Mr O'Dell said the gunman did not speak when he entered the classroom and simply turned and left after he finished shooting. After the gunman left, a number of students barricaded the door and the attacker returned and started shooting through it.

Trey Perkins, another student in the engineering class, described an "unreal" scene with "blood pretty much everywhere".

"I'm not sure how long it lasted. It seemed like a really long time." Mr Perkins also said the gunman gave no warning as he entered the classroom. "He didn't say, 'Get down'. He didn't say anything." He just started shooting."

Amid scenes of panic, hundreds of students fled, some leaping from upstairs windows before police and Swat teams arrived and surrounded the building. As the dead and wounded were taken to nearby hospitals and morgues, investigators sought to establish a motive for the shootings and university authorities set up counselling centres for traumatised staff and students.

"Today the university was struck with a tragedy that we consider of monumental proportions. The university is shocked and indeed horrified," said Virginia Tech president Charles Steger.

With more than 25,000 full-time students, Virginia Tech is Virginia's largest university, with more than 100 buildings spread over 2,600 acres. Last August the opening day of classes was cancelled and the campus closed when an escaped jail inmate allegedly killed a hospital guard off campus and fled to the area near the university.

Until yesterday the deadliest campus shooting in US history was a rampage that took place in 1966 at the University of Texas at Austin, where Charles Whitman climbed the clock tower and opened fire with a rifle from the 28th-floor observation deck.

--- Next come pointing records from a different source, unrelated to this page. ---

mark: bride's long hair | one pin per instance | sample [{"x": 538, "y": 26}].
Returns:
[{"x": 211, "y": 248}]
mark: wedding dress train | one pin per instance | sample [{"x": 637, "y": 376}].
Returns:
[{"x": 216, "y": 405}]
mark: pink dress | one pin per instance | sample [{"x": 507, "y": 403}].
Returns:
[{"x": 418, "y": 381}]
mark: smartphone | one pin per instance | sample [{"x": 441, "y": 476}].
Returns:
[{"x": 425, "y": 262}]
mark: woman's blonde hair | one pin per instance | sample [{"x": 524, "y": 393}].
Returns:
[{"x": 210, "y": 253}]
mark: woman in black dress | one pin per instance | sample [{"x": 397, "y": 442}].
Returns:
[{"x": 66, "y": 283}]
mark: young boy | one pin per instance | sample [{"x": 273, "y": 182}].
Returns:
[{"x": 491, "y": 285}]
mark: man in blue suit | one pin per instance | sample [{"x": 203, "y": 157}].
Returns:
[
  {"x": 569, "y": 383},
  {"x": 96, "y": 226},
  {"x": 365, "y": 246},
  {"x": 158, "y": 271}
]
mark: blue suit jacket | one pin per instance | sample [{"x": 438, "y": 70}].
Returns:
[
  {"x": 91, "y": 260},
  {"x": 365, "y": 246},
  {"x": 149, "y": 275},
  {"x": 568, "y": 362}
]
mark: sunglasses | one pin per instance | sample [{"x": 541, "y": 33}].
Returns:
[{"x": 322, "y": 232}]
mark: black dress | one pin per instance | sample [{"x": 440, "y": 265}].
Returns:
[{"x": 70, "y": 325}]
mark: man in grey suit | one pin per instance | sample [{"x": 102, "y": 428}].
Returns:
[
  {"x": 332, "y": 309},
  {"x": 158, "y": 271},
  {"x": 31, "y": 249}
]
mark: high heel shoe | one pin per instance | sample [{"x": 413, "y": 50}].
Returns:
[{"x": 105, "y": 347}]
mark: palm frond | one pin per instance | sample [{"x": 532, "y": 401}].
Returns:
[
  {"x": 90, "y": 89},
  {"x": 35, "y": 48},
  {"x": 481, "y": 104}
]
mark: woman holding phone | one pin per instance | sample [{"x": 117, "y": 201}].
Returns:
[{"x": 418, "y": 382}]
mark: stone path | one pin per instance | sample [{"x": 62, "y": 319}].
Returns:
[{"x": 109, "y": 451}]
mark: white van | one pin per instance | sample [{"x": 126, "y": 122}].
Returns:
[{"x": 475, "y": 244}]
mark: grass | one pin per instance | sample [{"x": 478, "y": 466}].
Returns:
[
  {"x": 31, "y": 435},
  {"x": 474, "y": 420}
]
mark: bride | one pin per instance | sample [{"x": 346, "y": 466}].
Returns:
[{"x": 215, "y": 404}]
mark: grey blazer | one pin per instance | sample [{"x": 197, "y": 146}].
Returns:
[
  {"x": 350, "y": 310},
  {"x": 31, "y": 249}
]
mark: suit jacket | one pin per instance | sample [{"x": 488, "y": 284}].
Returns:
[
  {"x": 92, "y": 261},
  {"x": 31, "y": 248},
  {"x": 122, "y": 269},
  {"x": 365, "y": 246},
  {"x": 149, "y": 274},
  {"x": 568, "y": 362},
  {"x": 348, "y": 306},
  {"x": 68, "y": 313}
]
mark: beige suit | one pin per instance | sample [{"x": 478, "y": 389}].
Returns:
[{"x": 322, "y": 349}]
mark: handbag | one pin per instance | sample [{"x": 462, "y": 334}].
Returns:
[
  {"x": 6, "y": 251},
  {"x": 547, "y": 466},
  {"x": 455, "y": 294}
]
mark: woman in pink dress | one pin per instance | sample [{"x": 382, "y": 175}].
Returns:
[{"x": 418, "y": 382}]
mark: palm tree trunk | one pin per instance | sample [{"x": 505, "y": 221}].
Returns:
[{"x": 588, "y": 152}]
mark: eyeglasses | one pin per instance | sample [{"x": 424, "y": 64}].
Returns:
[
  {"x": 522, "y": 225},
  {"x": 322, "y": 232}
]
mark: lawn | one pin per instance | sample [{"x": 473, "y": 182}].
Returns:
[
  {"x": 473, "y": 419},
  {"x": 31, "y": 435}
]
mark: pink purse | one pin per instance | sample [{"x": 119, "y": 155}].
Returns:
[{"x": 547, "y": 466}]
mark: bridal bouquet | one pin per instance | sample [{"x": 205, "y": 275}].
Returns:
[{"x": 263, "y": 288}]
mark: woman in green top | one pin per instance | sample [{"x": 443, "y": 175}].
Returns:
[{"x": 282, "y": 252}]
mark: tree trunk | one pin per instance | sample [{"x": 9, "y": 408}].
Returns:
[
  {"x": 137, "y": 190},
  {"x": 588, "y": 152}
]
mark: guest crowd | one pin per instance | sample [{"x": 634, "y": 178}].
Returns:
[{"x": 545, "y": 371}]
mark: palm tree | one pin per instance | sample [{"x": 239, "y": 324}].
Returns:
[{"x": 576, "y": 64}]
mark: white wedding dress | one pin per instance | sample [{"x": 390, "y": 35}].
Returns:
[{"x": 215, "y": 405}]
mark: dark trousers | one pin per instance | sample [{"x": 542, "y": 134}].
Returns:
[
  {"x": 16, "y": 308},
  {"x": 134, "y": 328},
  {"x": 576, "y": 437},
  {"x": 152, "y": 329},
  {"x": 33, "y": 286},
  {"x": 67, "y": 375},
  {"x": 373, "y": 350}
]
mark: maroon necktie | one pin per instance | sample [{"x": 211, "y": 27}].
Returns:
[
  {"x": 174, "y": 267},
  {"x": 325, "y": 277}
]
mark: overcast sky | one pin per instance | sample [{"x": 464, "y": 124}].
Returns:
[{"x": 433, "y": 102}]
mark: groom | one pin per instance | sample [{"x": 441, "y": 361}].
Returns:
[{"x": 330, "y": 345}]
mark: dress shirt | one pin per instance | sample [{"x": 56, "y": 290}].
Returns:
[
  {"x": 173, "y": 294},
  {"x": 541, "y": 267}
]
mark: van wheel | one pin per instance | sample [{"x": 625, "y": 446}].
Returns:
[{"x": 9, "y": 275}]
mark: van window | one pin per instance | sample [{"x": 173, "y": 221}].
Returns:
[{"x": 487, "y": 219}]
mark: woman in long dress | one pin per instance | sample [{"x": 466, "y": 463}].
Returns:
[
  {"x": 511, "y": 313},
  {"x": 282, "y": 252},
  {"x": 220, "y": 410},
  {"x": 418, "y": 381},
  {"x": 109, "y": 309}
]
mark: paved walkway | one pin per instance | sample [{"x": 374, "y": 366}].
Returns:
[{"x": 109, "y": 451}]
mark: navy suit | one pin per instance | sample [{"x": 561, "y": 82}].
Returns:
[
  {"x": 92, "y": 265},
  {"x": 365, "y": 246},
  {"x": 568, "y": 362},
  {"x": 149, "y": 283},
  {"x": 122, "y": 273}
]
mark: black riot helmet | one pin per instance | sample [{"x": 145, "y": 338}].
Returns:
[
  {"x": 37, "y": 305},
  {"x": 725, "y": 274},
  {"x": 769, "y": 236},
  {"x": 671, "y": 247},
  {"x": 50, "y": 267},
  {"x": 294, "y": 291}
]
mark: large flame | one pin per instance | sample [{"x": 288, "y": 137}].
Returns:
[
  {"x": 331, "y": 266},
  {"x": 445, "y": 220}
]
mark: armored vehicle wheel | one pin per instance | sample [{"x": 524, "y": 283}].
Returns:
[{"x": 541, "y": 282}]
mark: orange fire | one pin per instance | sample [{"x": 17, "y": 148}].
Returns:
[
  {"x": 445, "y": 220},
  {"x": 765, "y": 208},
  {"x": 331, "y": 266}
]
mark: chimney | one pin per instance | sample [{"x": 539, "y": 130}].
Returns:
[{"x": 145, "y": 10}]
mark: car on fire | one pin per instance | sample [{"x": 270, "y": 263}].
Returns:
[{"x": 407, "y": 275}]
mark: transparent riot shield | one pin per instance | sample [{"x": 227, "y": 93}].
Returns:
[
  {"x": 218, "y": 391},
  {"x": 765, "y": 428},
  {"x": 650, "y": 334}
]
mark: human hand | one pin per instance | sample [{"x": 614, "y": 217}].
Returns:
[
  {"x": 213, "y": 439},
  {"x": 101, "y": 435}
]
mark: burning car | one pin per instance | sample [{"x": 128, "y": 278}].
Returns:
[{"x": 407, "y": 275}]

He killed 16 people before police shot him dead.

In the Columbine High School massacre near Littleton, Colorado, in 1999, two teenagers killed 12 fellow students and a teacher before taking their own lives.

President George W Bush said the US was "shocked and saddened" by the killings. "Schools should be places of safety and sanctuary and learning. When that sanctuary is violated, the impact is felt in every American classroom and every American community," he said.

Three Irish engineering students who are on exchange in Virginia Tech university escaped injury.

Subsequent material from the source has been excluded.